After New York, four more cities hosted the group: Nashville, TN, Orlando, FL, New Orleans, and Fort Worth, TX. In those cities, he again appeared with his entourage on either national or syndicated morning television talk shows promoting Vidalia onions. On May 18, he was in Fort Worth on the morning talk show At Home Live!, hosted by Chuck and Jenni Borsellino.

Beginning in May and continuing into June, Mr. Hall conducted a retail display contest with attractive prizes. Participating stores have been submitting display photos and sales figures to the committee, and the top three stores will be named winners.

"We will actually go visit the stores [that win and] award prizes, and the top prize is a trip to Hollywood, reinforcing the committee's theme, Vidalia onions -- the star of the meal, said Mr. Hall.
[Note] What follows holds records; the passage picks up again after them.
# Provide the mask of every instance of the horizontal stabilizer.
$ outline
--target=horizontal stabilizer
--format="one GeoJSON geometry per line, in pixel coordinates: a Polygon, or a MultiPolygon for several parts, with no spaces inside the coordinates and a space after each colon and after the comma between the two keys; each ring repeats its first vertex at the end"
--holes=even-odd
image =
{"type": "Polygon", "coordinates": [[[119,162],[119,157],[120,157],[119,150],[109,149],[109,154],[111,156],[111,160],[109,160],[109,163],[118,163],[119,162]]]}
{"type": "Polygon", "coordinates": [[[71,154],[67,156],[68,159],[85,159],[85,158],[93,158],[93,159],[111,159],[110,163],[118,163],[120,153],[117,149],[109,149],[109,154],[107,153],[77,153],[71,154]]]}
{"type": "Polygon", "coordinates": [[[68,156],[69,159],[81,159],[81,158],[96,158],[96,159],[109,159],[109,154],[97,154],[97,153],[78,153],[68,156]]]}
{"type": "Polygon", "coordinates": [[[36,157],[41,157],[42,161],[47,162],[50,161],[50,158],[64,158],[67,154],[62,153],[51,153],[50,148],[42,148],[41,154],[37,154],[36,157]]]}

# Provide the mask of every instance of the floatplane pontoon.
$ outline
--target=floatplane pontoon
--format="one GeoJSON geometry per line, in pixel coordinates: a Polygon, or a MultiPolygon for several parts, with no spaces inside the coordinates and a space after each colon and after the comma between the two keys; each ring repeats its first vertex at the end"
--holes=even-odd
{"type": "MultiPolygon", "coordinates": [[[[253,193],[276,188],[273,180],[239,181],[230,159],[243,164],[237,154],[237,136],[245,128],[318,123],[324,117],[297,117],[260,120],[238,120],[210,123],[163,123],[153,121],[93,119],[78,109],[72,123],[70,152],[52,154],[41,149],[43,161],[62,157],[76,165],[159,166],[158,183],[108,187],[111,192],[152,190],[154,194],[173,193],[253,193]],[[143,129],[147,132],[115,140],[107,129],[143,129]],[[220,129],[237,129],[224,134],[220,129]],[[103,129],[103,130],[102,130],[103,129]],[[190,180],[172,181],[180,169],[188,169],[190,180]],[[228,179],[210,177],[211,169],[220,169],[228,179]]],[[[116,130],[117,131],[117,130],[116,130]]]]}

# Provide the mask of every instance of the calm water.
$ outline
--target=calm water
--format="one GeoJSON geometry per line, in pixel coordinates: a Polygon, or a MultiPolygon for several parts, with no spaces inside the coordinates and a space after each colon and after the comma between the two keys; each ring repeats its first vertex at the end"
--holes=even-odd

David Burrell, president of National Onion Labs, a sweetness certifier for sweet onions in Vidalia and around the world, said that Mr. Hall's role with NOL will be twofold. "Jeff has some excellent business management skills, he said. "We need to increase our depth of staff in that area. And second is to be available to our clients to help explain and understand the nuances of onion flavor -- basically as a technical resource for our clients.

Mr. Hall will begin at his new post July 1, and Mr. Burrell said, "We are pretty excited to have him on board. Jeff is really a great guy.